Department of Nuclear Medicine, Friedrich-Alexander University Erlangen-Nürnberg (FAU), Erlangen, Germany.
Pattern Recognition Lab, Friedrich-Alexander University Erlangen-Nürnberg (FAU), Erlangen, Germany.
Ann Nucl Med. 2020 Apr;34(4):244-253. doi: 10.1007/s12149-020-01440-3. Epub 2020 Feb 29.
Patients with advanced neuroendocrine tumors (NETs) of the midgut are suitable candidates for Lu-DOTATOC therapy. Integrated SPECT/CT systems have the potential to help improve the accuracy of patient-specific tumor dosimetry. Dose estimations to target organs are generally performed using the Medical Internal Radiation Dose scheme. We present a novel Monte Carlo-based voxel-wise dosimetry approach to determine organ- and tumor-specific total tumor doses (TTD).
A cohort of 14 patients with histologically confirmed metastasized NETs of the midgut (11 men, 3 women, 62.3 ± 11.0 years of age) underwent a total of 39 cycles of Lu-DOTATOC therapy (mean 2.8 cycles, SD ± 1 cycle). After the first cycle of therapy, regions of interest were defined manually on the SPECT/CT images for the kidneys, the spleen, and all 198 tracer-positive tumor lesions in the field of view. Four SPECT images, taken at 4 h, 24 h, 48 h and 72 h after injection of the radiopharmaceutical, were used to determine their effective half-lives in the structures of interest. The absorbed doses were calculated by a three-dimensional dosimetry method based on Monte Carlo simulations. TTD was calculated as the sum of all products of single tumor doses with single tumor volumes divided by the sum of all tumor volumes.

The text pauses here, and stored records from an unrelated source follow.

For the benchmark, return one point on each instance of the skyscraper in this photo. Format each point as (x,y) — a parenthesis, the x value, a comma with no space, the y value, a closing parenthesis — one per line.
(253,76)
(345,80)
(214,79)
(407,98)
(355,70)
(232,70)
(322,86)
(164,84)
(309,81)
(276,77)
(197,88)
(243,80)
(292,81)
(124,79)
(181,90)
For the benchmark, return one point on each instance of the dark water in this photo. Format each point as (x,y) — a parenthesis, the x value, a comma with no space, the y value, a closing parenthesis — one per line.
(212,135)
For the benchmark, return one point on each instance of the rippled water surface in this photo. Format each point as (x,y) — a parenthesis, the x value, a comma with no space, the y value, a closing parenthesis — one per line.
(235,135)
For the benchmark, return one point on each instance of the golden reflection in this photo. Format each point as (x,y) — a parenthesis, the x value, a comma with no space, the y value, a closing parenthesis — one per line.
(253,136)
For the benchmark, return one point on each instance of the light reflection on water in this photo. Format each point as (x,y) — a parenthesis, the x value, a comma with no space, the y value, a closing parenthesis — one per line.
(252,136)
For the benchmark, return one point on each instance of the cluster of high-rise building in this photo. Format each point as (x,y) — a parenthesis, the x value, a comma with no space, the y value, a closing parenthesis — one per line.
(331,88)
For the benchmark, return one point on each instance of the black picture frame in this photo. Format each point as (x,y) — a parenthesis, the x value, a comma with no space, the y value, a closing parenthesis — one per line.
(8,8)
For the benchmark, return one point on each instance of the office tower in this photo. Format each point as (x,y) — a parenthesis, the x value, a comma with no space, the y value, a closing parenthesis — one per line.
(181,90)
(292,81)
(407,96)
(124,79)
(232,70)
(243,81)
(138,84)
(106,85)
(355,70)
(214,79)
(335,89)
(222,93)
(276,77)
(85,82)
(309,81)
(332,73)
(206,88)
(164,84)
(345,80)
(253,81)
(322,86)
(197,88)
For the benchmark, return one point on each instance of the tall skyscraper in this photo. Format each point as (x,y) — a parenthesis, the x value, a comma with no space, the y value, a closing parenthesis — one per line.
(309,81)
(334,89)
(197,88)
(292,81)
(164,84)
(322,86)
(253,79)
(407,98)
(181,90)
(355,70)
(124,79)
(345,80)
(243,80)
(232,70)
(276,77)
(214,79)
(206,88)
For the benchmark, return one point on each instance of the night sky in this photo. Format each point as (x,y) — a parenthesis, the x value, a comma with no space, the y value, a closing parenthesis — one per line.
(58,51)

The average dose values per cycle were 3.41 ± 1.28 Gy (1.91-6.22 Gy) for the kidneys, 4.40 ± 2.90 Gy (1.14-11.22 Gy) for the spleen, and 9.70 ± 8.96 Gy (1.47-39.49 Gy) for all Lu-DOTATOC-positive tumor lesions. Low- and intermediate-grade tumors (G 1-2) absorbed a higher TTD compared to high-grade tumors (G 3) (signed-rank test, p = < 0.05). The pre-therapeutic chromogranin A (CgA) value and the TTD correlated significantly (Pearson correlation: = 0.67, p = 0.01). Higher TTD resulted in a significant decrease of CgA after therapy.
These results suggest that Monte Carlo-based voxel-wise dosimetry is a very promising tool for predicting the absorbed TTD based on histological and clinical parameters.
患有中肠神经内分泌肿瘤(NET)的晚期患者是 Lu-DOTATOC 治疗的合适人选。集成 SPECT/CT 系统有可能帮助提高患者特定肿瘤剂量测定的准确性。通常使用医学内部辐射剂量方案对靶器官进行剂量估计。我们提出了一种新的基于蒙特卡罗的体素剂量测定方法,用于确定器官和肿瘤特异性总肿瘤剂量(TTD)。
一组 14 名经组织学证实患有中肠转移性 NET 的患者(11 名男性,3 名女性,62.3±11.0 岁)接受了总共 39 个周期的 Lu-DOTATOC 治疗(平均 2.8 个周期,标准差±1 个周期)。在治疗的第一个周期后,手动在 SPECT/CT 图像上为肾脏、脾脏和视野中所有 198 个示踪阳性肿瘤病变定义了感兴趣区域。使用四个 SPECT 图像,在注射放射性药物后 4、24、48 和 72 小时采集,以确定它们在感兴趣结构中的有效半衰期。通过基于蒙特卡罗模拟的三维剂量测定方法计算吸收剂量。TTD 计算为所有肿瘤剂量与单个肿瘤体积的乘积之和除以所有肿瘤体积之和。
每个周期的平均剂量值分别为肾脏 3.41±1.28Gy(1.91-6.22Gy)、脾脏 4.40±2.90Gy(1.14-11.22Gy)和所有 Lu-DOTATOC 阳性肿瘤病变 9.70±8.96Gy(1.47-39.49Gy)。低级别和中级肿瘤(G1-2)吸收的 TTD 高于高级别肿瘤(G3)(符号秩检验,p<0.05)。治疗前嗜铬粒蛋白 A(CgA)值与 TTD 显著相关(Pearson 相关系数:=0.67,p=0.01)。较高的 TTD 导致治疗后 CgA 显著下降。
这些结果表明,基于蒙特卡罗的体素剂量测定是一种非常有前途的工具,可以根据组织学和临床参数预测吸收的 TTD。